Founded in 1983, Cadiz Inc. is a publicly-held renewable resources company that owns 70 square miles of property with significant water resources and clean energy potential in eastern San Bernardino County, California. The Company is engaged in a combination of water supply and storage and organic farming projects. Cadiz abides by a wide-ranging “Green Compact” focused on environmental conservation and sustainable management practices at its properties. For more information about Cadiz, visit www.cadizinc.com.
FORWARD LOOKING STATEMENT: This release contains forward-looking statements that are subject to significant risks and uncertainties, including statements related to the future operating and financial performance of the Company and the financing activities of the Company.
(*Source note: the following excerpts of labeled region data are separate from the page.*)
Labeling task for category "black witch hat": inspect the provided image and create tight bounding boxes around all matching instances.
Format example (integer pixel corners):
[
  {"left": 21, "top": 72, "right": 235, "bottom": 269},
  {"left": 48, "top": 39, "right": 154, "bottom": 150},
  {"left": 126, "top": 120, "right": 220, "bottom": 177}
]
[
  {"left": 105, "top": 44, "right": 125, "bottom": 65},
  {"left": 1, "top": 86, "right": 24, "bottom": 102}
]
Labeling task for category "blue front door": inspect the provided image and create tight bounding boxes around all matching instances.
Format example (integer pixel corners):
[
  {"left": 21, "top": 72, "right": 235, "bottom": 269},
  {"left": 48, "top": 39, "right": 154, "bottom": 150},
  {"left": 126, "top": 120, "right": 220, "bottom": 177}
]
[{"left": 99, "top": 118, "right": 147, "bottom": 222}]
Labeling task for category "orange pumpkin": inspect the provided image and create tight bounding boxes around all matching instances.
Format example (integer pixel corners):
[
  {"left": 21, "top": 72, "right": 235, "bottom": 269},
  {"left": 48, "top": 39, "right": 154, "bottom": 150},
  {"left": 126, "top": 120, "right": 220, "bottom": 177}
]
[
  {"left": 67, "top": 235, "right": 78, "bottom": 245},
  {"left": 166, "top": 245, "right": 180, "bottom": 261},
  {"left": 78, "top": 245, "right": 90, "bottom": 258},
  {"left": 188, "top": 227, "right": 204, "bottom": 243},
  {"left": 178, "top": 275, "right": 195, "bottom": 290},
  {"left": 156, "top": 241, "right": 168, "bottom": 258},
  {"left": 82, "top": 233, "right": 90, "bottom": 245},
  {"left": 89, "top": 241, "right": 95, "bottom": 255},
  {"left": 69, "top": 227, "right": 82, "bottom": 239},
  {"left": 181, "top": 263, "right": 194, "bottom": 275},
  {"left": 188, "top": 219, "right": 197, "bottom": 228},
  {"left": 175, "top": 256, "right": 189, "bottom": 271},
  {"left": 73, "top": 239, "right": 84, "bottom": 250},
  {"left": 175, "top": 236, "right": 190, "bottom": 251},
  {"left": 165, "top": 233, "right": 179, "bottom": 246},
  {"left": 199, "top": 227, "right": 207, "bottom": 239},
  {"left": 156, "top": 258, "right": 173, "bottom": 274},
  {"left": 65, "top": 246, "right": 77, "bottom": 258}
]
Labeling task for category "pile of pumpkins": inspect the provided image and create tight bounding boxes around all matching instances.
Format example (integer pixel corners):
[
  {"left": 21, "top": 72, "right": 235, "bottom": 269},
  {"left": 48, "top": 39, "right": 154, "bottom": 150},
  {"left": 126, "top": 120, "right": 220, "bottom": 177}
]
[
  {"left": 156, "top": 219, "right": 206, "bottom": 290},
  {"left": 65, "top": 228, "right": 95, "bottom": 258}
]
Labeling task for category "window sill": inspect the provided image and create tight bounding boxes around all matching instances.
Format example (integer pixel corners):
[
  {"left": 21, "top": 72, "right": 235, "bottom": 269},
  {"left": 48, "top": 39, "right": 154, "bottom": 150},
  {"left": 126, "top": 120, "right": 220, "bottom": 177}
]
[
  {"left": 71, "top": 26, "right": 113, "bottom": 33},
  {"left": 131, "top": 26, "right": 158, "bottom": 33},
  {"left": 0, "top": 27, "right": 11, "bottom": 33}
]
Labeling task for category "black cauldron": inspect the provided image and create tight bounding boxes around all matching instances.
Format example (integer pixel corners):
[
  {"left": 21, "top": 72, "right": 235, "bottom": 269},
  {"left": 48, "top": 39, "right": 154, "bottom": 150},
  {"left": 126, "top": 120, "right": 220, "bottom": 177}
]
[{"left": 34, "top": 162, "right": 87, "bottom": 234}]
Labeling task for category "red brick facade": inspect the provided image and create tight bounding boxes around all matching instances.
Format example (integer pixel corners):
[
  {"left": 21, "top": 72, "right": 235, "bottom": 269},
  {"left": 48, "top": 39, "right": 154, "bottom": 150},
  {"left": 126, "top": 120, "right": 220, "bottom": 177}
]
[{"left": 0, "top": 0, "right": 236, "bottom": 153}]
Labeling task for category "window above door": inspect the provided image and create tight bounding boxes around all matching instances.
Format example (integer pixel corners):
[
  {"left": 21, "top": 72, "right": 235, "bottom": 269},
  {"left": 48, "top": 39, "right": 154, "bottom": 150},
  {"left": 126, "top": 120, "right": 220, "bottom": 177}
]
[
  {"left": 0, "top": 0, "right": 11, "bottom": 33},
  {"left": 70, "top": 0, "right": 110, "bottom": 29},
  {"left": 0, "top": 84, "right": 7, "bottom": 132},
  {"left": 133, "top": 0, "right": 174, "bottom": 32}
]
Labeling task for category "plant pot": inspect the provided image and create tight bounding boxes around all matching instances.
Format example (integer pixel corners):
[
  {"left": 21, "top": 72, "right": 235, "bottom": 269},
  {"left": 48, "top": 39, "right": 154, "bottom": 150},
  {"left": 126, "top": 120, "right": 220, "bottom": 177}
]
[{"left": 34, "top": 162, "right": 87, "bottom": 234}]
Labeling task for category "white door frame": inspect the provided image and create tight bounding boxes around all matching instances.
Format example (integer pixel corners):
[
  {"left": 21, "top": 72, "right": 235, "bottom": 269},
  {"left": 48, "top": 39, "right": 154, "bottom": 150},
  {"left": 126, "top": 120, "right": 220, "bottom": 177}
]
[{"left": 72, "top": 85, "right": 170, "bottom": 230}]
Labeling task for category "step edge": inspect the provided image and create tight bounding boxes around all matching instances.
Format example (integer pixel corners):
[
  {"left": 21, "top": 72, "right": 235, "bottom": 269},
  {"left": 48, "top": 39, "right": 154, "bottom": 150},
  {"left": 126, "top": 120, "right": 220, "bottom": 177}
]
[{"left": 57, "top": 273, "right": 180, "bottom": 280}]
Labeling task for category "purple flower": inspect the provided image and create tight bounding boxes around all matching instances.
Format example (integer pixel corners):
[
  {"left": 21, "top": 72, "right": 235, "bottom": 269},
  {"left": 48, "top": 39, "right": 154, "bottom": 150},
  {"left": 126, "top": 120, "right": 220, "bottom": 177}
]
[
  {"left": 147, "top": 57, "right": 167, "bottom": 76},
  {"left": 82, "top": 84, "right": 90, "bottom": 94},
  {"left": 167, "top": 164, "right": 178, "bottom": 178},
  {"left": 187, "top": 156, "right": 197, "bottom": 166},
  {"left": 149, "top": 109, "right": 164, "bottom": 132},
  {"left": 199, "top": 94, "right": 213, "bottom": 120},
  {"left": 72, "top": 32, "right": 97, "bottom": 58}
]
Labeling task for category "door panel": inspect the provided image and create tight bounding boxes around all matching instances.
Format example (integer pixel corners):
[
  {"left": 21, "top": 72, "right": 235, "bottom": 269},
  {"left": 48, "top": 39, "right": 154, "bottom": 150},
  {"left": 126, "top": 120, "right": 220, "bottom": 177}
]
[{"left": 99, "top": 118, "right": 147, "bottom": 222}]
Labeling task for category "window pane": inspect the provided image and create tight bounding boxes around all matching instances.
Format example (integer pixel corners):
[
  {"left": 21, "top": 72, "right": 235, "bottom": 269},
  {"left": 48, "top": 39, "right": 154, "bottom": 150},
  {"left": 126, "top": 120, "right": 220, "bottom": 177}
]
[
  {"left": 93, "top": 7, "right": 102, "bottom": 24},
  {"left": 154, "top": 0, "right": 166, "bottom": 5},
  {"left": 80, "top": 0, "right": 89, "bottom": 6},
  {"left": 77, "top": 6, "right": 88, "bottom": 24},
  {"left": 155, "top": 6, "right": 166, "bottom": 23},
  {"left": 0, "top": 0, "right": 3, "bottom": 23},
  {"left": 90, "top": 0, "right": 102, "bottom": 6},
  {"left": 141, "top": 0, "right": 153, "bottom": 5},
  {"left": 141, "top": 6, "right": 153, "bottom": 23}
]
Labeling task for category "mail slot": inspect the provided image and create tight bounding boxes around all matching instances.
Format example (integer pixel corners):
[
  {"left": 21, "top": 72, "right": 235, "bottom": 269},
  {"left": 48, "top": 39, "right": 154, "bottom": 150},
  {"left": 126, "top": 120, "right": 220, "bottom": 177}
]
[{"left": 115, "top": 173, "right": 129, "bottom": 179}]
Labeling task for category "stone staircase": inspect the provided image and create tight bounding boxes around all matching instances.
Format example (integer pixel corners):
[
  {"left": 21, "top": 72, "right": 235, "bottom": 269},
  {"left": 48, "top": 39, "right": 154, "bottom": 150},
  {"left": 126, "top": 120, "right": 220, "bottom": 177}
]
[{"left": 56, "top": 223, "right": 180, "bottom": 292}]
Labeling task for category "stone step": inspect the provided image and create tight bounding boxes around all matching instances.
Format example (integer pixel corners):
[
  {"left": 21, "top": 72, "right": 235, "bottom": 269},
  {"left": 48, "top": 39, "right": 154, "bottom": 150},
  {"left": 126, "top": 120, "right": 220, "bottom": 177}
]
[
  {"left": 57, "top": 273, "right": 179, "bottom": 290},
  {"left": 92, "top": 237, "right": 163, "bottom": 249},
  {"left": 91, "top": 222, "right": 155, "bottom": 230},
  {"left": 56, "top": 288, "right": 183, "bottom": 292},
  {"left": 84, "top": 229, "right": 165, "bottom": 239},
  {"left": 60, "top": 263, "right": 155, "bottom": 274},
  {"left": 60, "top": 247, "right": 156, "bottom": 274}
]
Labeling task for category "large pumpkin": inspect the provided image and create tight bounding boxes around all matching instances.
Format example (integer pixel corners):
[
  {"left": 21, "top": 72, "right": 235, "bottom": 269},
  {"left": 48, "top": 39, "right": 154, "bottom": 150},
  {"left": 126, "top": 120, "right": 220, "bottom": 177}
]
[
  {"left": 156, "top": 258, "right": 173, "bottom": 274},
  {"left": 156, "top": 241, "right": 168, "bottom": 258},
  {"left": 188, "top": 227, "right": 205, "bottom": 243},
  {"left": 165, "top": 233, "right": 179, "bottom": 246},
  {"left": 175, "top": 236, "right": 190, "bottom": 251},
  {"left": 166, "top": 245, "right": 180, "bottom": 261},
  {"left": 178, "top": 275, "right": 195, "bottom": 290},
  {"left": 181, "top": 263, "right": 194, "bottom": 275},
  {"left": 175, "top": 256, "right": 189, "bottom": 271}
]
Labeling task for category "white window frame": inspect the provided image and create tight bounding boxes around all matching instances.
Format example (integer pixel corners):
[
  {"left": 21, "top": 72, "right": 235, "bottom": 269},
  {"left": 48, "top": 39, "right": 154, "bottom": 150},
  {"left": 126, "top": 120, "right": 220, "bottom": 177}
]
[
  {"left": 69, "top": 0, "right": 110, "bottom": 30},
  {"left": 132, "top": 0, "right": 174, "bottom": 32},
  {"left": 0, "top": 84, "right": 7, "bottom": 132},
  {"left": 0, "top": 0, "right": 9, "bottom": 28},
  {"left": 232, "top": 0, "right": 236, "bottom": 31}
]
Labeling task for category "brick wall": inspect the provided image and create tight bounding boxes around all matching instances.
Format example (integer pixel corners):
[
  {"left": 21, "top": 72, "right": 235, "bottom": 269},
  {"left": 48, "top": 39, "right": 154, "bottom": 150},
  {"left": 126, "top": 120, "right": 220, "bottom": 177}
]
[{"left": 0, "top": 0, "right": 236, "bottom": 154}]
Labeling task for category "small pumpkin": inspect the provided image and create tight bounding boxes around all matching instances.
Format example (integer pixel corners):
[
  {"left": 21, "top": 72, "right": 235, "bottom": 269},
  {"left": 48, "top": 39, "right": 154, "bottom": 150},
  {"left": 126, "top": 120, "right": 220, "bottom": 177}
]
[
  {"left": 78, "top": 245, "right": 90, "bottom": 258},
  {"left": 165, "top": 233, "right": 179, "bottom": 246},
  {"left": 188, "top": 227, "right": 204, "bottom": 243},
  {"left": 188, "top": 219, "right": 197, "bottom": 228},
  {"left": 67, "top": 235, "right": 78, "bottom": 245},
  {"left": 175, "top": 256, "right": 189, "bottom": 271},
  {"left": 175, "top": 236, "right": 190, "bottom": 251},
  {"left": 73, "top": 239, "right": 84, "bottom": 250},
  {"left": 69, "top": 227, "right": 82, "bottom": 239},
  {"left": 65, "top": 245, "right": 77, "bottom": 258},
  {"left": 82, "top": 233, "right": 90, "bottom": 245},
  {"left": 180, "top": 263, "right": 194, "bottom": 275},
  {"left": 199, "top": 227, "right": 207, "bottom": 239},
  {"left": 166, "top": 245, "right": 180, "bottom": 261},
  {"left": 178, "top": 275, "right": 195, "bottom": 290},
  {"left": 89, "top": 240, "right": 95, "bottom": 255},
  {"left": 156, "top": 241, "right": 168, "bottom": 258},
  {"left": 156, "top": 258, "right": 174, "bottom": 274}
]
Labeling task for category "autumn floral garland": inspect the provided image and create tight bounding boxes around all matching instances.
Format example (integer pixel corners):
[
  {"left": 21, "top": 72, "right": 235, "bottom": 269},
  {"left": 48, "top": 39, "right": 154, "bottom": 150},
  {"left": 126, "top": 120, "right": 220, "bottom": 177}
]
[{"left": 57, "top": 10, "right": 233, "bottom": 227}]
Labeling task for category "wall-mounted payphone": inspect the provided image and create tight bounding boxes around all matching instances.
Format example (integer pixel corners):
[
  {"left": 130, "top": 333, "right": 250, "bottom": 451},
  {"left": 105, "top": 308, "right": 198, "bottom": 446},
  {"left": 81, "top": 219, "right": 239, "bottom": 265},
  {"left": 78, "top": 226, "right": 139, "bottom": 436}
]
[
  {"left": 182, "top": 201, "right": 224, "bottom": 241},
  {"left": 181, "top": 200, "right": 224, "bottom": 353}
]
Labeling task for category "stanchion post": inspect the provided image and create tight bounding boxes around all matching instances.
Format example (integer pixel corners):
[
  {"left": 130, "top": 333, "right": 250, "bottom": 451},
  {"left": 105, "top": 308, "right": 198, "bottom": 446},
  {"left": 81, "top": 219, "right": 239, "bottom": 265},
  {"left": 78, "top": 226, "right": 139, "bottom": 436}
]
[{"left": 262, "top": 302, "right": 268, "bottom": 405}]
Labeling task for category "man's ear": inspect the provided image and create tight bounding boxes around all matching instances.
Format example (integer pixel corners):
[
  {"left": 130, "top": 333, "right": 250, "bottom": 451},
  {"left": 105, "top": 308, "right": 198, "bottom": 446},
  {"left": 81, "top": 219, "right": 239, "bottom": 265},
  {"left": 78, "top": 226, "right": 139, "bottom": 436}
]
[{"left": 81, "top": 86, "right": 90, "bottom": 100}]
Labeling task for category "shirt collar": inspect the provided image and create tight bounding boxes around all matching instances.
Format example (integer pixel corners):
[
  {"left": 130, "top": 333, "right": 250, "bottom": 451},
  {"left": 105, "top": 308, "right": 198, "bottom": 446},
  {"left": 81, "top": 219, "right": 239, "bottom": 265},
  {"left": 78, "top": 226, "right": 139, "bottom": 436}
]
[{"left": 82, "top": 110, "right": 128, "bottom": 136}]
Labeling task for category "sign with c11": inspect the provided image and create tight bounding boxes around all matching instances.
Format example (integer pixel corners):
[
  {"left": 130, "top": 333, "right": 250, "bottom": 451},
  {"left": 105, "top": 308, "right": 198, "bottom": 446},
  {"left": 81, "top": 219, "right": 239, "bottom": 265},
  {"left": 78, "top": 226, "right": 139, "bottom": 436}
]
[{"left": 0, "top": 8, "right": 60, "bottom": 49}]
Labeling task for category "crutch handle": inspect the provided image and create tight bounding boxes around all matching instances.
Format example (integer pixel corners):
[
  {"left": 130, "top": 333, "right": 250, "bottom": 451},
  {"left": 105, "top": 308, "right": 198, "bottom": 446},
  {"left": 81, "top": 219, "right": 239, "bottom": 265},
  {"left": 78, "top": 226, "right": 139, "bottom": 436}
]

Although the Company believes that the expectations reflected in our forward-looking statements are reasonable, it can give no assurance that such expectations will prove to be correct. Factors that could cause actual results or events to differ materially from those reflected in the Company’s forward-looking statements include the Company’s ability to maximize value for Cadiz land and water resources, the Company’s ability to obtain new financing as needed, the receipt of additional permits for the water project and other factors and considerations detailed in the Company’s Securities and Exchange Commission filings.